Другой бы стал спорить, но я хорошо помнил необычных гринго в странной броне, из-за которых и начались наши неприятности. Зубами вынув плотно притертую пробку, я залпом влил в себя содержимое пузырька. Горло обожгло, в животе словно кто-то плеснул керосина в затухающий огонь, на миг я аж присел от скрутивших меня колик. Старый шаман остановился и в нетерпении приплясывал вокруг, пока я не нашел в себе силы идти дальше.

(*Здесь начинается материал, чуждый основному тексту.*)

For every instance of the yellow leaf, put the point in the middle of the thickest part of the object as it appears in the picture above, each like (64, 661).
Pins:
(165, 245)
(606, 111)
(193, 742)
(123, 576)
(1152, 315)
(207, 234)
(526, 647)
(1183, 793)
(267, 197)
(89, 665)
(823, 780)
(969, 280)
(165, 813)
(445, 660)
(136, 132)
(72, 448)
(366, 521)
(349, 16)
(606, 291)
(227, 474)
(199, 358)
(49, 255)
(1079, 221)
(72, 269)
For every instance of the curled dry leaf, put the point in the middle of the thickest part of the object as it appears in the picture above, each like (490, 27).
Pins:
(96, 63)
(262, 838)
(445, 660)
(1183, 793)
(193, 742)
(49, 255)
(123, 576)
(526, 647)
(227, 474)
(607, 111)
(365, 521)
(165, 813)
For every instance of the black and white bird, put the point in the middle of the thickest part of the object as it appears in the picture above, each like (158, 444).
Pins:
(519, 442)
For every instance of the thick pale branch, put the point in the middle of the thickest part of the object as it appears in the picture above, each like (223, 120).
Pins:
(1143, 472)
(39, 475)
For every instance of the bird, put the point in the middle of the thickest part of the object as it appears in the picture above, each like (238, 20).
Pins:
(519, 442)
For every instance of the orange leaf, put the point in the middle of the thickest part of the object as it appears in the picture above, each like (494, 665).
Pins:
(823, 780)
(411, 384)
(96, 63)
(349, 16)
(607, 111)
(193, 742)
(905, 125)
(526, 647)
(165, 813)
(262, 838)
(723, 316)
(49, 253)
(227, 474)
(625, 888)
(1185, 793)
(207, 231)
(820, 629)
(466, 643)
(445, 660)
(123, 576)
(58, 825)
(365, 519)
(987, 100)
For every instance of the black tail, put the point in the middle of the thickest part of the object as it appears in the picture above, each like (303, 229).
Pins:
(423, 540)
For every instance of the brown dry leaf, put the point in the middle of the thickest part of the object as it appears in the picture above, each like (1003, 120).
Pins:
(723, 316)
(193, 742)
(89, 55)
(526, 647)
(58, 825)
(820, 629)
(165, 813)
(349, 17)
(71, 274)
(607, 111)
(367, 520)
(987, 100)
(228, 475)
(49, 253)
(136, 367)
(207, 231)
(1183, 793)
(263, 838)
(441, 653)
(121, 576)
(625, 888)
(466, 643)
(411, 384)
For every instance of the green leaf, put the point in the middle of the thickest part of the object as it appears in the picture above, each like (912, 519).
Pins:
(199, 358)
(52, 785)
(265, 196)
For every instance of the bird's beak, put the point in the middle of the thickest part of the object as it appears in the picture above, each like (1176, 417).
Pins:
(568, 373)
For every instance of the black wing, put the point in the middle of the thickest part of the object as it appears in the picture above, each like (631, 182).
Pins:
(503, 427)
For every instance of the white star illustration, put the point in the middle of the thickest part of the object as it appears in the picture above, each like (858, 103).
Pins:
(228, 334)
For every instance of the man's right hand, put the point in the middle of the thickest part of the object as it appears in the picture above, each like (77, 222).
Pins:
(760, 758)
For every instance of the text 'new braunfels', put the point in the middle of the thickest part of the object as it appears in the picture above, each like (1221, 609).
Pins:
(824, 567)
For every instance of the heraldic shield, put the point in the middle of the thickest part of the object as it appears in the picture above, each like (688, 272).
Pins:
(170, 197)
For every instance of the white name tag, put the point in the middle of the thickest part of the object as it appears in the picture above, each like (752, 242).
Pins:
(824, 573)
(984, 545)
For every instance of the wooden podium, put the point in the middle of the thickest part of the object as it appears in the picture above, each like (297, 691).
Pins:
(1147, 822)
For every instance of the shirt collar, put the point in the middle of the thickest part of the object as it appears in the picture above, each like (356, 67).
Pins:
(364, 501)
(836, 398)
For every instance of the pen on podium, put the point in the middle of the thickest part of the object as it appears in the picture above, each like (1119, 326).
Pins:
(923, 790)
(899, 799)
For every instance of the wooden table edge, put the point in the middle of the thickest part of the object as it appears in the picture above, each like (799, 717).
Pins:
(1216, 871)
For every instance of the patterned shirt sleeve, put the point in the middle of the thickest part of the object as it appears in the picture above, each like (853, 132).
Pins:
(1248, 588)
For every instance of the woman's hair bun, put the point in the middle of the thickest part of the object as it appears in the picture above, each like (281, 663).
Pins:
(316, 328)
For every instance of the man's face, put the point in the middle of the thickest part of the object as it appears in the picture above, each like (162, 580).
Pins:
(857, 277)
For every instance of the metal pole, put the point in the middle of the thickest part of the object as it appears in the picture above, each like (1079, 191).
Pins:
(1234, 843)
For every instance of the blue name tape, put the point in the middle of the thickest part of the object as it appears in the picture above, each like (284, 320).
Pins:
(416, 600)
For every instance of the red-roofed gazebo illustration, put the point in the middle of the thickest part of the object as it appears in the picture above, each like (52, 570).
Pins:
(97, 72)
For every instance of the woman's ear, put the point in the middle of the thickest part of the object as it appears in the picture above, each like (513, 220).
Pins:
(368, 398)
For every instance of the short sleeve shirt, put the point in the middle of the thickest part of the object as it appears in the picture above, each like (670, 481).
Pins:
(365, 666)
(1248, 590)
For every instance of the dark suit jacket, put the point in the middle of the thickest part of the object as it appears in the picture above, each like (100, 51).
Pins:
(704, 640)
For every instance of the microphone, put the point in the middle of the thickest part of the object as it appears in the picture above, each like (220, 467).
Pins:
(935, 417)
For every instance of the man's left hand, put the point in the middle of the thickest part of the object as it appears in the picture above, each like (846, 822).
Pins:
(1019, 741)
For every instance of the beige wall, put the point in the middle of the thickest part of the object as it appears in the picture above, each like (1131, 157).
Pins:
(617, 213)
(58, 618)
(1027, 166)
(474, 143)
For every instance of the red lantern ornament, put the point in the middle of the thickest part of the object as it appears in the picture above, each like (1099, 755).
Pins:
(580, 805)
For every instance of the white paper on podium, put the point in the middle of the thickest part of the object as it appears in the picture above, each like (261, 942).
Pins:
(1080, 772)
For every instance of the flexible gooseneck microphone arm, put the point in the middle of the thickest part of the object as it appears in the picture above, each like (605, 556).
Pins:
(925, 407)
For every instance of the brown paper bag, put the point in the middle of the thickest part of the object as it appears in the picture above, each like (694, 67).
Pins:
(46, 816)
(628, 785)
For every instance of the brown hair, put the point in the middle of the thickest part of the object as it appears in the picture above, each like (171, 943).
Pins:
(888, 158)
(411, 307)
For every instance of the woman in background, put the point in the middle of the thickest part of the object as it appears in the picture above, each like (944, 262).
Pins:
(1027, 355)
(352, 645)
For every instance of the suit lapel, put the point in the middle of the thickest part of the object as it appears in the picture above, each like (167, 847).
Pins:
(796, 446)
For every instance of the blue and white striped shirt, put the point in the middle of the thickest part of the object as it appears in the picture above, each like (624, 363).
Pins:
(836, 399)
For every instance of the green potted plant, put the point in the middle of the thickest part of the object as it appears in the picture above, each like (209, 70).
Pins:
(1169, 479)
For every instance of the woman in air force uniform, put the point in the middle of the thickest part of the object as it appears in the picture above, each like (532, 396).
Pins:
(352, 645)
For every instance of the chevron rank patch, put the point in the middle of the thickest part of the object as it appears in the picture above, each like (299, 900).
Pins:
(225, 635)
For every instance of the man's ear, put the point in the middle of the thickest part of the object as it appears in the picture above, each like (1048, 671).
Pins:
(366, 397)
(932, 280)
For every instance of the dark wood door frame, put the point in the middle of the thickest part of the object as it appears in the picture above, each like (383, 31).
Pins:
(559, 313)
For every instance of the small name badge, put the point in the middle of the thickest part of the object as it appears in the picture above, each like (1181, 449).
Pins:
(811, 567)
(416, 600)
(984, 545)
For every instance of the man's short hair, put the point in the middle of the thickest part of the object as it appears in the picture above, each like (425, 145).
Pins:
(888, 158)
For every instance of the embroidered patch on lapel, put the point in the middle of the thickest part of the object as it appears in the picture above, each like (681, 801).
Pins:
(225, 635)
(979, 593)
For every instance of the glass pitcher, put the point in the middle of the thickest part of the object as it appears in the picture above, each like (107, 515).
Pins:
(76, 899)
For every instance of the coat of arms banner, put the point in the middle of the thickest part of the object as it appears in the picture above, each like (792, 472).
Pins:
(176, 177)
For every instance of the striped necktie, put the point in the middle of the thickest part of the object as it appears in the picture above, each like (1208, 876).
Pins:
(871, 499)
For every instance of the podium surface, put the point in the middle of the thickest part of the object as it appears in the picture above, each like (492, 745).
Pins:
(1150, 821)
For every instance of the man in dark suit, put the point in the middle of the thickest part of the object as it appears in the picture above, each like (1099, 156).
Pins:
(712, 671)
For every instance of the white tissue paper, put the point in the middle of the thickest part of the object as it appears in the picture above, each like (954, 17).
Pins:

— А когда подействует-то?..
Но ответить колдуну не дал резкий свист и последовавший за этим звуком хаос. Мне и раньше приходилось метать гранаты, слышать разрывы бомб и один раз даже пережить настоящий налет федералов на старый лагерь. Но тогда все было не так близко: мы отсиделись в лесу, а военные бомбили пустое место. Сейчас все было иначе. Меня ослепила яркая вспышка света, потом что-то огромное бросило назад и вверх, вышибая из легких весь воздух, и со всей дури шмякнуло о жесткую землю. Это был выстрел из РПГ, разнесший в труху арсенал. Но, кроме шума в голове и звона в ушах, я ничего больше не слышал. Зрение странным образом обострилось, а тошнота и слабость, обычные после контузии, как-то не приходили. Попробовал встать на ноги, это с легкостью получилось, лишь земля чуть раскачивалась при каждом шаге. Оглядев и ощупав себя, понял, что, за исключением нескольких неглубоких ссадин от щепок, цел и невредим. Автомат я продолжал держать в правой руке. Осмотревшись по сторонам, я побрел куда-то без всякой цели, досадуя на глухоту, сквозь которую, словно через толщу воды, доносились звуки стрельбы и взрывов. Даже крики людей были похожи на писк москитов, это казалось даже забавным. Хижины горели практически все, сельва тоже начинала мигать языками злого, дымного огня. Скоро здесь будет не продохнуть, и к ночной темени прибавится гарь от пожарищ.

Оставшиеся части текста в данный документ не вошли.